Health Equity Tracker Prototype

Contributing

To contribute to this project:

Fork the repository on github
On your development machine, clone your forked repo and add the official repo as a remote.
- Tip: by convention, the official repo is added with the name upstream. This can be done with the command git remote add upstream git@github.com:SatcherInstitute/<repo>.git

When you're ready to make changes:

Pull the latest changes from the official repo.
- Tip: If your official remote is named upstream, run git pull upstream master
Create a local branch, make changes, and commit to your local branch. Repeat until changes are ready for review.
[Optional] Rebase your commits so you have few commits with clear commit messages.
Push your branch to your remote fork, use the github UI to open a pull request (PR), and add reviewer(s).
Push new commits to your remote branch as you respond to reviewer comments.
- Note: once a PR is under review, don't rebase changes you've already pushed to the PR. This can confuse reviewers.
When ready to submit, use the "Squash and merge" option. This maintains linear history and ensures your entire PR is merged as a single commit, while being simple to use in most cases. If there are conflicts, pull the latest changes from master, merge them into your PR, and try again.

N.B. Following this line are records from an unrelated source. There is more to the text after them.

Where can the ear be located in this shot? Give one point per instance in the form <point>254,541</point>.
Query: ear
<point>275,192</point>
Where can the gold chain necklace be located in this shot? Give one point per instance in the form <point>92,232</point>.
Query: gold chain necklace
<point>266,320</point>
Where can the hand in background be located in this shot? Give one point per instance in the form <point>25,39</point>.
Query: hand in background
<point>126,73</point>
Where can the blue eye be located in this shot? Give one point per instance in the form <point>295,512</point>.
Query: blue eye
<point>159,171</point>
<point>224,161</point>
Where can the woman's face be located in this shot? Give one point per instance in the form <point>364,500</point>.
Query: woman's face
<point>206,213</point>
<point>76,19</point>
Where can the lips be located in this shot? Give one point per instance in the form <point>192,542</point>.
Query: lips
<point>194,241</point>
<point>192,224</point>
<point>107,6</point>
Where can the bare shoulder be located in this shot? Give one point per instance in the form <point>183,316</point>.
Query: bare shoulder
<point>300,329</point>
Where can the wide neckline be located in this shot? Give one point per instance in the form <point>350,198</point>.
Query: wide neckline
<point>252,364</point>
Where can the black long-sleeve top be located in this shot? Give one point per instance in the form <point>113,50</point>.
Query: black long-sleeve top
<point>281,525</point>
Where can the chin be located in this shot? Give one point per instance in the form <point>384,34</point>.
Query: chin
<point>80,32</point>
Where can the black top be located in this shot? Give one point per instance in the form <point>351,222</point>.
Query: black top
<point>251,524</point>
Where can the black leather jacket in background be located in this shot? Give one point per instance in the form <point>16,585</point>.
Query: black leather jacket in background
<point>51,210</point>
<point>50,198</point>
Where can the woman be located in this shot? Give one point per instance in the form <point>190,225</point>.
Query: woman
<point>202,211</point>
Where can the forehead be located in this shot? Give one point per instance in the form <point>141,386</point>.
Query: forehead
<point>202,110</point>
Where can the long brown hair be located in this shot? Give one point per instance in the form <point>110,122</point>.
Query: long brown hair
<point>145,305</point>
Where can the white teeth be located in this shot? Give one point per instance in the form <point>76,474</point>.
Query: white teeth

Note that there are a few downsides to "Squash and merge"

The official repo will not show commits from collaborators if the PR is a collaborative branch.
Working off the same branch or a dependent branch duplicates commits on the dependent branch and can cause repeated merge conflicts. To work around this, if you have a PR my_branch_1 and you want to start work on a new PR that is dependent on my_branch_1, you can do the following:
1. Create a new local branch my_branch_2 based on my_branch_1. Continue to develop on my_branch_2.
2. If my_branch_1 is updated (including by merging changes from master), switch to my_branch_2 and run git rebase -i my_branch_1 to incorporate the changes into my_branch_2 while maintaining the the branch dependency.
3. When review is done, squash and merge my_branch_1. Don't delete my_branch_1yet.
4. From local client, go to master branch and pull from master to update the local master branch with the squashed change.
5. From local client, run git rebase --onto master my_branch_1 my_branch_2. This tells git to move all the commits between my_branch_1 and my_branch_2 onto master. You can now delete my_branch_1.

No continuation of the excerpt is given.